Spark-Streaming from an Actor


I would like to have a consumer actor subscribe to a Kafka topic and stream data for further processing with Spark Streaming outside the consumer. Why an actor? Because I read that its supervisor strategy would be a great way to handle Kafka failures (e.g., restart on a failure).

I found two options:

  • The Java KafkaConsumer class: its poll() method returns a Map[String, Object]. I would like a DStream to be returned just like KafkaUtils.createDirectStream would, and I don't know how to fetch the stream from outside the actor.
  • Extend the ActorHelper trait and use actorStream() like shown in this example. This latter option doesn't display a connection to a topic but to a socket.

Could anyone point me in the right direction?


Solution

  • For handling Kafka failures, I used the Apache Curator framework and the following workaround:

    val client: CuratorFramework = ... // see docs
    val zk: CuratorZookeeperClient = client.getZookeeperClient
    
    /**
      * This method returns false if kafka or zookeeper is down.
      */ 
    def isKafkaAvailable:Boolean = 
       Try {
          if (zk.isConnected) {
            val xs = client.getChildren.forPath("/brokers/ids")
            xs.size() > 0
          }
          else false
        }.getOrElse(false)
    

    For consuming Kafka topics, I used the com.softwaremill.reactivekafka library.
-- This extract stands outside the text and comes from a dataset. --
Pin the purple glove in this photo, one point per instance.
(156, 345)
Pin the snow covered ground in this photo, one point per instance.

For example:

    class KafkaConsumerActor extends Actor {
       val kafka = new ReactiveKafka()
       val config: ConsumerProperties[Array[Byte], Any] = ... // see docs
    
       override def preStart(): Unit = {
          super.preStart()
    
          val publisher = kafka.consume(config)
          Source.fromPublisher(publisher)
                .map(handleKafkaRecord)
                .to(Sink.ignore).run()
       }
    
       /**
         * This method will be invoked when any kafka records will happen.
         */
       def handleKafkaRecord(r: ConsumerRecord[Array[Byte], Any]) = {
          // handle record
       }
    }